Голубиная охота - Николай Воронов 7 стр.


— Если у тетеньки из фенольного родится ребенок и она будет его кормить грудью, то он умрет к шести месяцам. Поэтому почти у всех тетенек из фенольного дети растут искусственниками. Кормилицу ведь не найдешь. Кормилицы были только при царизме.

Маша знала, что у нее удивительные волосы. На свету они пепельно-серебристые, в сумерках голубые, в темноте синеют, как морская волна (это по словам Митьки Калганова, ездившего в Керчь).

Она наклонила голову так, чтобы волосы закрыли левую половину лица, чуточку постояла, предполагая, что класс и англичанка любуются ее волосами, и села.
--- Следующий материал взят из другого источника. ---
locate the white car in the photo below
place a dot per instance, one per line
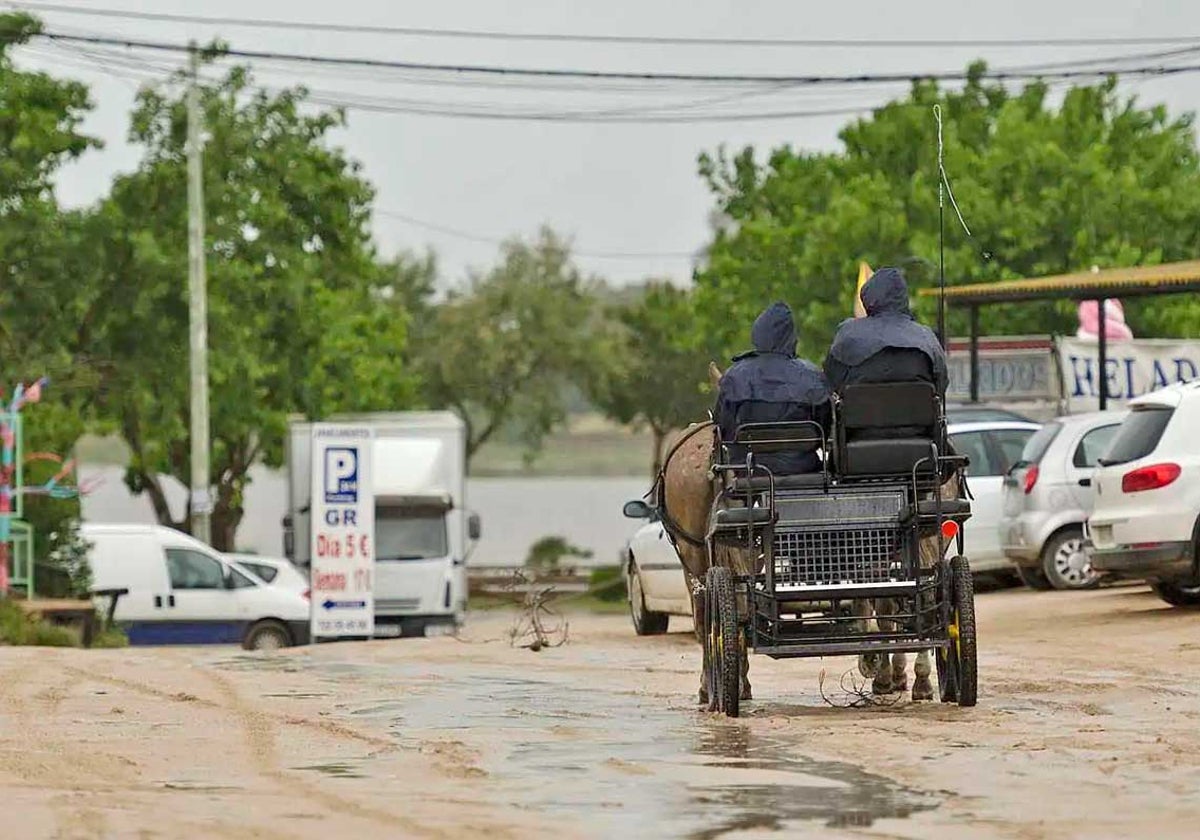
(1147, 496)
(653, 574)
(993, 448)
(179, 591)
(274, 570)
— Что же ты не сказала, кем работает твоя мама?

— Вы же знаете.

— Чувство меры, Корабельникова!

— Май мазер из эн экаунтэнт.

— Кто, кто?

— И всегда-то, Татьяна Петровна, вы меня переспрашиваете. Не буду повторять.

— А, ты стыдишься, что твоя мама грузчица. Сегодня ты стыдишься, что она грузчица, завтра будешь стыдиться родства с ней. Древнегреческий поэт Гесиод сказал: «Труд никакой не позорен. Праздность позорна одна». Почти три тысячи лет прошло впустую для таких, как ты.

Мать таскала в рогожных кулях вилки белокочанной капусты. Маше не терпелось, чтобы мать быстрей прочитала письмо, которое она получила от отца. Она не дала матери взять очередной куль и сама подладила под него плечо, сунув ей в карман конверт, с которого глядел улыбчивый космонавт Попович.

В подвале, куда Маша, дрожа от натуги, притащила куль и где задержалась, унимая дыхание, мать подошла к ней и заплакала. Обиделась, наверно, что Маша рада отцовскому приглашению приехать на каникулы? В прошлом, позапрошлом и позапозапрошлом году, когда Маша не поехала в гости к отцу, мать внушала ей, что она должна его простить и навещать, несмотря на то, что он ни с того ни с сего оставил их и сбежал. На этот раз она стала укорять ее в неблагодарности.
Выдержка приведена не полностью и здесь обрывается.